じゃあお前は幽霊か死人か?いいえ違うんです。さっきまでのお話は十数年前の記憶です。まあ所謂転生トリップしました。かの有名なテニスの王子様に。気付いた時はまだ0歳…気味悪がれないようにするのが精一杯でした。オムツやら何やら恥ずかしい上にまた小学生をやり直す…とても面倒でした。ところで私が何故ここがテニスの王子様の世界かわかったかと言いますと、跡部財閥は思っていた以上に有名だったんです。そしてもちろん我が家はお金持ちでもなければ貧乏でもありません。ごく普通の家庭、ごく普通の優しい両親の元に産まれました。私もごく普通に育ち近くの公立の小学生へ通いました。
周りの子と違い中身は大人な私は大和撫子を演じました。誰にでも優しく、均等に。それでいて記憶があるので成績は上々。小学生はまだ子供なせいか嫉妬されたり、蔑ろにされることもなく…みんなのお姉さん的な存在でありました。みんなかわいいです。

さて、そこで問題がおきました。成績が優秀な上に大人っぽい…なんと言うか模範生の様な私にどこから情報が漏れたのかわかりませんが、氷帝学園中等部から是非我が校へ特待生として来ませんかとお誘いを頂きました。…なんてフラグでしょうね。困りました。
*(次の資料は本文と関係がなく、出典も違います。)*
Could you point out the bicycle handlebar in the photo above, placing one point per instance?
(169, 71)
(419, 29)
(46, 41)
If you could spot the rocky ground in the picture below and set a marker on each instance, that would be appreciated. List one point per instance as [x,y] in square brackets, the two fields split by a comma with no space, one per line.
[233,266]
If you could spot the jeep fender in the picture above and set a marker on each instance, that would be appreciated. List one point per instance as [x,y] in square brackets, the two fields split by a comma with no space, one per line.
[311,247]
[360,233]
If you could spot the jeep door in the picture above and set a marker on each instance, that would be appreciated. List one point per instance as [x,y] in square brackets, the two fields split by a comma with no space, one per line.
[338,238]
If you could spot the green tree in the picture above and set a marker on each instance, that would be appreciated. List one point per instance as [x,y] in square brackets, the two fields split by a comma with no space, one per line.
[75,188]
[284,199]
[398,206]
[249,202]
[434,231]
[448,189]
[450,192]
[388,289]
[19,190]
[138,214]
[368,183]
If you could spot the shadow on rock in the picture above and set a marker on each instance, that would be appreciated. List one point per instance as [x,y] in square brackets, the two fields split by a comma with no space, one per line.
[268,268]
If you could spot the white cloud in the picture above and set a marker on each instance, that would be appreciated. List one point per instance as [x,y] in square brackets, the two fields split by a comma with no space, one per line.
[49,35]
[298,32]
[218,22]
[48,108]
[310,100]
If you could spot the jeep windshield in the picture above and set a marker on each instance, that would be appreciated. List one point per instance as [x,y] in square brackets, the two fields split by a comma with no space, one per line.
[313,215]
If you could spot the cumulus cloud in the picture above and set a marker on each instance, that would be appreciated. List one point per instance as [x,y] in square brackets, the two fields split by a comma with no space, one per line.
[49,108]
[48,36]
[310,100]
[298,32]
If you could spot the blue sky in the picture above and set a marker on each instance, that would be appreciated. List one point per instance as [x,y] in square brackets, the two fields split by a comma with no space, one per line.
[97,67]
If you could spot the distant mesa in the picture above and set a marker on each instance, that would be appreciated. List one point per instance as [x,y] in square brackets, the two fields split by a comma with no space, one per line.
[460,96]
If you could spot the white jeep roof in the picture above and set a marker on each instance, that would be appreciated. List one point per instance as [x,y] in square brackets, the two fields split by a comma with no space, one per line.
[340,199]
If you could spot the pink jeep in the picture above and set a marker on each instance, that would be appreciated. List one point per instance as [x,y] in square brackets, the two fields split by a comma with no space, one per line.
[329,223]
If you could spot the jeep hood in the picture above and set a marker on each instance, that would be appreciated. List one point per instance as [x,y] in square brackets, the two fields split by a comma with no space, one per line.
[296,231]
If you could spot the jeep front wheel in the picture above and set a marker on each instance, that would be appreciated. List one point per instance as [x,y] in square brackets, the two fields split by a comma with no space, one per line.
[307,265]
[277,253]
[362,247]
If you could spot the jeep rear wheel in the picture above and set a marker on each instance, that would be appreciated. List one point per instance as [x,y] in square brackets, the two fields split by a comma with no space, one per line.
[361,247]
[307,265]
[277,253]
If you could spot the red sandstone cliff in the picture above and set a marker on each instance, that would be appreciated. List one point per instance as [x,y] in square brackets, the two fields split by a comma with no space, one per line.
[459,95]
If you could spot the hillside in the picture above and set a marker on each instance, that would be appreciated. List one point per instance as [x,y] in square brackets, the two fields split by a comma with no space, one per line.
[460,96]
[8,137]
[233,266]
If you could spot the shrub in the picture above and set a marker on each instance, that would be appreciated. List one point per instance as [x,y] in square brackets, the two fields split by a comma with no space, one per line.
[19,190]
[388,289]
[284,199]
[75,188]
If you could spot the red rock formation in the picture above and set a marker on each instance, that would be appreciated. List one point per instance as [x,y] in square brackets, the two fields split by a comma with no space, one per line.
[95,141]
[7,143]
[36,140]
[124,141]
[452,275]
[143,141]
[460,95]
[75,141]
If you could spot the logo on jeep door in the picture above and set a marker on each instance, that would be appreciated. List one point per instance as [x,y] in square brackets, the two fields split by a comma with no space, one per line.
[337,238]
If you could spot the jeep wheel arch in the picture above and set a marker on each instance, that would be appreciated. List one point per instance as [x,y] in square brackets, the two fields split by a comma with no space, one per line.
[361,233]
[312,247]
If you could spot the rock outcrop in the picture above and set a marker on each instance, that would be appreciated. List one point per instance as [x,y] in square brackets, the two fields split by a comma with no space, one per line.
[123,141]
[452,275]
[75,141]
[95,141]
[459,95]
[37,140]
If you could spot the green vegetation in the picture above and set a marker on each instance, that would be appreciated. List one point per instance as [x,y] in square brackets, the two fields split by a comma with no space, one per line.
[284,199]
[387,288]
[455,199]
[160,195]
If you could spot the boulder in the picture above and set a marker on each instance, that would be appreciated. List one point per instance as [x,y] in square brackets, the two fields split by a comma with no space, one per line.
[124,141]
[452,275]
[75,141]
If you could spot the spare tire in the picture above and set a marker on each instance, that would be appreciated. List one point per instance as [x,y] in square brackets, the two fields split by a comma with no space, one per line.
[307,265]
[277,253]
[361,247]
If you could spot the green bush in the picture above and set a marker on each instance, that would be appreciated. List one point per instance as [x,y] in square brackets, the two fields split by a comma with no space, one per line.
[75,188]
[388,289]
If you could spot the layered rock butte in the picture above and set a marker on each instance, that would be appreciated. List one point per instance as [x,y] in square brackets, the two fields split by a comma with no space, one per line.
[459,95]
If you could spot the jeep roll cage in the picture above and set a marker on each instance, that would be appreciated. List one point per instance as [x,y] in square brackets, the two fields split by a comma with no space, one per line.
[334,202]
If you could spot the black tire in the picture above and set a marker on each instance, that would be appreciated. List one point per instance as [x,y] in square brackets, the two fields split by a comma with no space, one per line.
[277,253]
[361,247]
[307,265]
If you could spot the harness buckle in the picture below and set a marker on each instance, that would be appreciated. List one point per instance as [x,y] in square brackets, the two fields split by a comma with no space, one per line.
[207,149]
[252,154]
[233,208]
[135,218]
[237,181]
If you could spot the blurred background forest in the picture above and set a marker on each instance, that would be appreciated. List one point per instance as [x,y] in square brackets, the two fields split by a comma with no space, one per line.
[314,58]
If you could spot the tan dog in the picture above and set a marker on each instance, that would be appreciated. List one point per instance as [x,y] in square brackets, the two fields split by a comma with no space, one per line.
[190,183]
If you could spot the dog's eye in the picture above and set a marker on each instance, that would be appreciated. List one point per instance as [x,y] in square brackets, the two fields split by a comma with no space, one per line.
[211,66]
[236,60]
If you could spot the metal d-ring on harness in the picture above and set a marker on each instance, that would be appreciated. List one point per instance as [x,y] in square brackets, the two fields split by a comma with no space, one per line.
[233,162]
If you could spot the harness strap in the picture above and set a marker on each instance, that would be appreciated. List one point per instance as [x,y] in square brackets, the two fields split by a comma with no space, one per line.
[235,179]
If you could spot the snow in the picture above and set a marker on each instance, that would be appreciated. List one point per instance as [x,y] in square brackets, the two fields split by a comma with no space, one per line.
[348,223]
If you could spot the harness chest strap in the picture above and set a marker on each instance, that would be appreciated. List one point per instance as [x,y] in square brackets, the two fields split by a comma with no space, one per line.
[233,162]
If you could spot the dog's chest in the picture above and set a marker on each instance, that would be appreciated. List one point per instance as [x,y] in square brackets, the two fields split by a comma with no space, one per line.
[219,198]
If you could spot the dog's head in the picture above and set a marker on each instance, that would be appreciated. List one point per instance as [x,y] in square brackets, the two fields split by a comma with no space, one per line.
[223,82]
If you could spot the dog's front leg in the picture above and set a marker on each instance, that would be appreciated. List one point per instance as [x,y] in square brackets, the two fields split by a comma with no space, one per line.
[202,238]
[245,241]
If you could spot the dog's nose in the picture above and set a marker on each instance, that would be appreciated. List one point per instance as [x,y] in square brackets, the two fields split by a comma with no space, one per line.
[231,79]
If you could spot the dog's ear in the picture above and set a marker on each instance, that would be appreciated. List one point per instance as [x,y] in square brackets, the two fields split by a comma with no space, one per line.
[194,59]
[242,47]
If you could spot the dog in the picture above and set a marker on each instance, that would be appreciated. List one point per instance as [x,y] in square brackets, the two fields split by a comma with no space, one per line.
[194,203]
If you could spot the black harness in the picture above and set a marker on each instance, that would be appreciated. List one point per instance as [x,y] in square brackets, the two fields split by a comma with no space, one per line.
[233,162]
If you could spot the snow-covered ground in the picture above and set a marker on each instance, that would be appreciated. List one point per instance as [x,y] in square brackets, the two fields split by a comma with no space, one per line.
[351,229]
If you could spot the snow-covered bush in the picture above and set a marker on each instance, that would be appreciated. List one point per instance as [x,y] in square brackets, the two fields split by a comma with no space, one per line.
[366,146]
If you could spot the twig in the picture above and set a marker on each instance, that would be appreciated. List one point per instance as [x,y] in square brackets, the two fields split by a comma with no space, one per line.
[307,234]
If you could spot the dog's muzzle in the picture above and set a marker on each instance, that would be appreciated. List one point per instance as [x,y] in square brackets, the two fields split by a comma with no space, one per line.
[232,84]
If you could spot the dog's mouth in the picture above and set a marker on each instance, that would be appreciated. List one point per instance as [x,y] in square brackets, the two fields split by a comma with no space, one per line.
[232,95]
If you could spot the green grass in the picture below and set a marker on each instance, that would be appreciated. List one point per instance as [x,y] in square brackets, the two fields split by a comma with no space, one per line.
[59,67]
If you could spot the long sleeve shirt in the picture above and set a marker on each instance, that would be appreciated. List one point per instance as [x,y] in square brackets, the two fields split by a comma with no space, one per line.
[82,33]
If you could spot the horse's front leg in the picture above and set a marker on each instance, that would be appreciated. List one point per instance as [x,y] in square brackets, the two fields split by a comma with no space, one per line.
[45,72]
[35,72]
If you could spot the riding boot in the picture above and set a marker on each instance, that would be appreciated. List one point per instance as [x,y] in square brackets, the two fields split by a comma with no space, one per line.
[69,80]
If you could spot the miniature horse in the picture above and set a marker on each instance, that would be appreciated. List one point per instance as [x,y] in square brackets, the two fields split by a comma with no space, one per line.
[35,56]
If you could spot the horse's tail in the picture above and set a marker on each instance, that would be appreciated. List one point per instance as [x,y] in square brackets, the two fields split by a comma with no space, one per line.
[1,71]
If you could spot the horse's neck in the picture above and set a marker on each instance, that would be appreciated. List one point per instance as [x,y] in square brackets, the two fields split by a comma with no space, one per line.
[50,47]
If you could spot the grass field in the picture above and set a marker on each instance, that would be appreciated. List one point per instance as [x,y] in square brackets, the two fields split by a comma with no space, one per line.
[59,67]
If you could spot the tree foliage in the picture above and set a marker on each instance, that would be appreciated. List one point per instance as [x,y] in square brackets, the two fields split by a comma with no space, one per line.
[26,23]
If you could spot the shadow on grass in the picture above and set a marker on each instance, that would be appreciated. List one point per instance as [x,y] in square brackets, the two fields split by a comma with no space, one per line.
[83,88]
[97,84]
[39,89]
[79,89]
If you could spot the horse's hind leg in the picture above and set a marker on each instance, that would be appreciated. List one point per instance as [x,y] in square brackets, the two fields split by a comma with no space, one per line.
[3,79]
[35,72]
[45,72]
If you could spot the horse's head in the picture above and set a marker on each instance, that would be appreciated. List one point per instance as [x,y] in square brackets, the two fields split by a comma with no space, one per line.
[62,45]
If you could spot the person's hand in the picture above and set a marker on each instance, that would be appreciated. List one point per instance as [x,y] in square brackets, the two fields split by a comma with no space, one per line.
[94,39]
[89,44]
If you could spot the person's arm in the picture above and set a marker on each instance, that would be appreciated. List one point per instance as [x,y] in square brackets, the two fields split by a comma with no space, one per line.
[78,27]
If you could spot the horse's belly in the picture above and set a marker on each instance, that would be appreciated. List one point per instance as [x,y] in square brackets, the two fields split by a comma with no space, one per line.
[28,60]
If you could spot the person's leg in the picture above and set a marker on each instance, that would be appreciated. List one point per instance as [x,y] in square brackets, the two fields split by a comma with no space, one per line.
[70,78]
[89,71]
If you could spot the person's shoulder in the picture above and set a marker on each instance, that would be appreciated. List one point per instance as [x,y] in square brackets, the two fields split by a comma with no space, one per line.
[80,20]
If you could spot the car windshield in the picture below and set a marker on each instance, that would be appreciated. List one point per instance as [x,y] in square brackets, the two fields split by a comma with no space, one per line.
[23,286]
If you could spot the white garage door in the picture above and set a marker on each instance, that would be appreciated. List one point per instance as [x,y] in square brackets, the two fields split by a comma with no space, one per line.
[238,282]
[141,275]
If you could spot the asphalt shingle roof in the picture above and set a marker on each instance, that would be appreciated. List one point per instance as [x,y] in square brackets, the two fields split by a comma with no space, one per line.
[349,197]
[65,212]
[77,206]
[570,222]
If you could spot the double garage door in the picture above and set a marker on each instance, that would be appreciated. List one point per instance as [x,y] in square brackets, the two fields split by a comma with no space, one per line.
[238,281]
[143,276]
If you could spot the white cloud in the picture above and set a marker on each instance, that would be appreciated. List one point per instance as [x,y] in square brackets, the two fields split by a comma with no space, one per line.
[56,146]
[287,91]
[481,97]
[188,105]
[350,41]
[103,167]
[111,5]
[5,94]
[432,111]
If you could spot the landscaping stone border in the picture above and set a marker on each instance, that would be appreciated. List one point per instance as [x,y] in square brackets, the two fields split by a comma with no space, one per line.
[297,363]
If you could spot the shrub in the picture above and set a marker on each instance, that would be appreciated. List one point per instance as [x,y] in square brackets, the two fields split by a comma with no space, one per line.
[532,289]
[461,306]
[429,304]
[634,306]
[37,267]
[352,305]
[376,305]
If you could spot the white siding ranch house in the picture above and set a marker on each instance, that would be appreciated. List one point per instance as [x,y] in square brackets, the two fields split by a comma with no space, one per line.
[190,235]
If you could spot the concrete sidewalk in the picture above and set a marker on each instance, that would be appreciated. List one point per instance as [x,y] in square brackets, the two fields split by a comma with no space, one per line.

そんな私とは逆に、私の両親は大喜びです。自分のことのように喜んでくれました。お友達も喜んでくれました。みんな私の背中をおしてくれます。学校の先生達はまぁ、立場的に喜んでた方々と純粋に喜んでた方々がいらっしゃいました。
そんな期待に満ちたみなさんを裏切る事はできず、誘いを受け試験を受けました。見事トップ合格です。


そんな訳で今日から通うのが目の前に佇む、氷帝学園中等部です。